Le Garçon sort de l’ombre – Théâtre de Poche Montparnasse
Le jeune garçon est interprété remarquablement par Sylvain Dieuaide. Fragile et en quête d’idéal, emporté par l’envie de prendre le large et tenaillé par les excentricités de sa mère, il ne révise pas son baccalauréat. Pas du tout. Il fume, il va rôder du côté du cabaret des prostituées, il se laisse embarquer dans de sales histoires, il prend acte de l’abandon du domicile conjugal par le père, il tente de dialoguer avec sa mère borderline, il tombe dans les griffes d’un homme aussi perdu que lui mais endurci et avec l’agressivité en plus.
Ce fils juvénile occupe la scène avec toute la violence et la tendresse de l’adolescence telle que beaucoup la connaissent.
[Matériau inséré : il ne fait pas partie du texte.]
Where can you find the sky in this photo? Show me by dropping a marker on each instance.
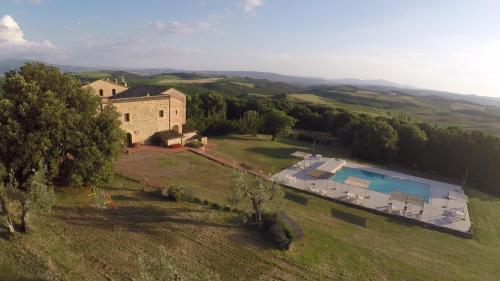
(451, 45)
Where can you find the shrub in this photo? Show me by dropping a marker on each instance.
(305, 137)
(176, 193)
(194, 144)
(159, 139)
(282, 230)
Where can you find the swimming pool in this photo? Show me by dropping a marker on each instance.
(384, 184)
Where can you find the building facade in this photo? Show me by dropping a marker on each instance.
(147, 110)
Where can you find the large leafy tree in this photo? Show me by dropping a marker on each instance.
(411, 144)
(376, 141)
(253, 194)
(49, 122)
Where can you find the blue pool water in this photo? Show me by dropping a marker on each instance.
(384, 184)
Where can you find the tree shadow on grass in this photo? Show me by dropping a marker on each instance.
(299, 199)
(139, 219)
(348, 217)
(253, 236)
(121, 197)
(280, 153)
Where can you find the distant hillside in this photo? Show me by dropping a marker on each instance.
(295, 81)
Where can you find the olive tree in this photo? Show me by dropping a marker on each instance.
(253, 193)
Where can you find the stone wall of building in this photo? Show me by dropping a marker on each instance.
(144, 116)
(178, 113)
(107, 88)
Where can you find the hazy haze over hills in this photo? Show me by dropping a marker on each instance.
(379, 85)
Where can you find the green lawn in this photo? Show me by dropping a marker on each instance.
(340, 243)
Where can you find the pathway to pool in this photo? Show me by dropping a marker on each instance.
(427, 202)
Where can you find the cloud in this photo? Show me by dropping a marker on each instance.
(251, 5)
(13, 42)
(36, 2)
(125, 51)
(184, 28)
On pourrait se sentir pris dans un tableau déjà vu, celui de l’égaré vulnérable qui promène son désespoir sur les quais et fantasme quant aux échappées par le sexe sans oser y toucher. On pourrait aussi avoir l’impression de connaître déjà cette mère immature, destructrice et possessive, à laquelle Virginie Pradal donne avec une ambigüité magistrale cette extravagance pathétique qui bascule entre folie et infantilisme. On pourrait se considérer en terrain connu, genre Tennessee William, quant à ce rapport mère-fils qui mêle amour et engloutissement. On pourrait encore avoir le sentiment d’avoir déjà rencontré la prostituée au grand cœur, celle qui ménage l’enfant et qui sait les faiblesses désespérantes des pères. Idem pour le beau marin devenu rapace alors qu’on devine aisément combien il aurait pu être un ange. On pourrait encore continuer et avouer que le bruit de la mer autant que la fuite du côté du phare sont des lieux de rêve et de perte déjà maintes fois utilisés.
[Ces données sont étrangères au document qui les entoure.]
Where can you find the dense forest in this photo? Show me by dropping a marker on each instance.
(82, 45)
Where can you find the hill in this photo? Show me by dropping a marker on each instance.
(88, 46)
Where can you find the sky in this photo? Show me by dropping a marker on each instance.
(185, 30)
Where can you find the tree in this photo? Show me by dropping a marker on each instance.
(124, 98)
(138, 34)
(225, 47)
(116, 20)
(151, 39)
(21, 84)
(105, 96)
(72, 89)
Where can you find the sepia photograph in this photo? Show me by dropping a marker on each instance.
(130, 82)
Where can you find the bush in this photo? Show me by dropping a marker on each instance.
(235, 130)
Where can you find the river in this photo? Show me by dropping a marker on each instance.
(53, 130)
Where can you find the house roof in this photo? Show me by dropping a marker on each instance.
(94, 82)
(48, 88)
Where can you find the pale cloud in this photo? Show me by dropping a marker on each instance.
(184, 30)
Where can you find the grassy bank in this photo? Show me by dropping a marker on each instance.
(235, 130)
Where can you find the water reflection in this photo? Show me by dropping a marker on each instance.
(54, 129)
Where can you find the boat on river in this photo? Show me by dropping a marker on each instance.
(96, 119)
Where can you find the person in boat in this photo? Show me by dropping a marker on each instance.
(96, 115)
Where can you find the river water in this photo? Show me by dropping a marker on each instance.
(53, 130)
Seulement voilà, il y a dans cette histoire du fils broyé une puissance des mots, une solide construction avec poutres et solives, une avancée minutieuse et profonde des lents ravages que causent les pièges familiers ainsi qu’une précision sidérante des enchainements. Et puis s’y ajoute la mise en scène de Jean-Marie Besset, qui a saisi le texte à la loupe et s’est emparé de la direction d’acteurs avec une équerre. Tout est réglé pour que le spectateur chavire jusqu’au tréfonds de cette pièce puissante, qui continue de faire des vagues en vous bien après la traversée. Les images sont composées au millimètre de la nuance psychologique et dramatique, et l’atmosphère lourde se bâtit par degrés indiscernables et irréversibles, créant subtilement des sensations d’enfoncement dans l’ordinaire autant que des embardées dans le romanesque du lointain provoqué par un ressac d’océan.
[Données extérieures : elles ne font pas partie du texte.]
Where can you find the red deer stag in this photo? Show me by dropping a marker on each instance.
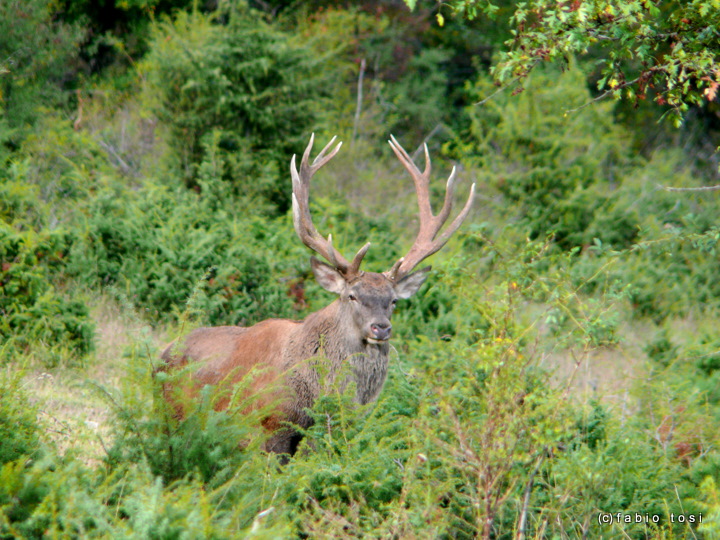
(352, 332)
On rentre dans cette univers familial avec la sensation du faits divers dont le naturalisme s’impose communément, puis lentement, en montant par petits paliers imperceptibles, on gravit jusqu’au sommet l’odyssée qui rejoint la tragédie où le fils, sacrifié, dévoré, illumine de sa candeur les terrifiants effets du monde adulte qui ne parvient pas à l’être, adulte. Et autour de la mère et du fils si convaincants, même les deux rôles moins importants du marin et de la prostituée, Marc Arnaud puis Chloé Oliveres et Sophie Lequenne en alternance, sont interprétés avec une sincérité si juste qu’elle renouvelle ces figures en les revêtant d’entrée de jeu de ce mélange de beauté et de mouvement fatal vers l’ombre.
Un jeune auteur à suivre
Il a écrit cette pièce peu de temps après ses vingt ans et il s’appelle Régis de Martrin-Donos. Son sens de la dissection de la violence qui se trame dans le cocon familial est d’une incroyable justesse. Il fait remonter à la surface des situations apparemment ordinaires les désespoirs et les chaos des destinées humaines sans cesse recommencées, autant que la mer. Il a tout saisi des implacables goulots qui menacent l’adolescence et il a perçu toute la fragilité des parents ou des aînés que la vie n’a pas aidés à devenir stables, solides, rassurants, et autres qualités qui font souvent défaut. Non seulement Régis Martrin-Donos a capté ces réalités humaines mais il les rend avec un ton qui lui est propre ainsi que des échappées furtivement romanesques très belles, où flotte parfois dans un jet rapide et brillant un humour vif autant qu’un vent lyrique.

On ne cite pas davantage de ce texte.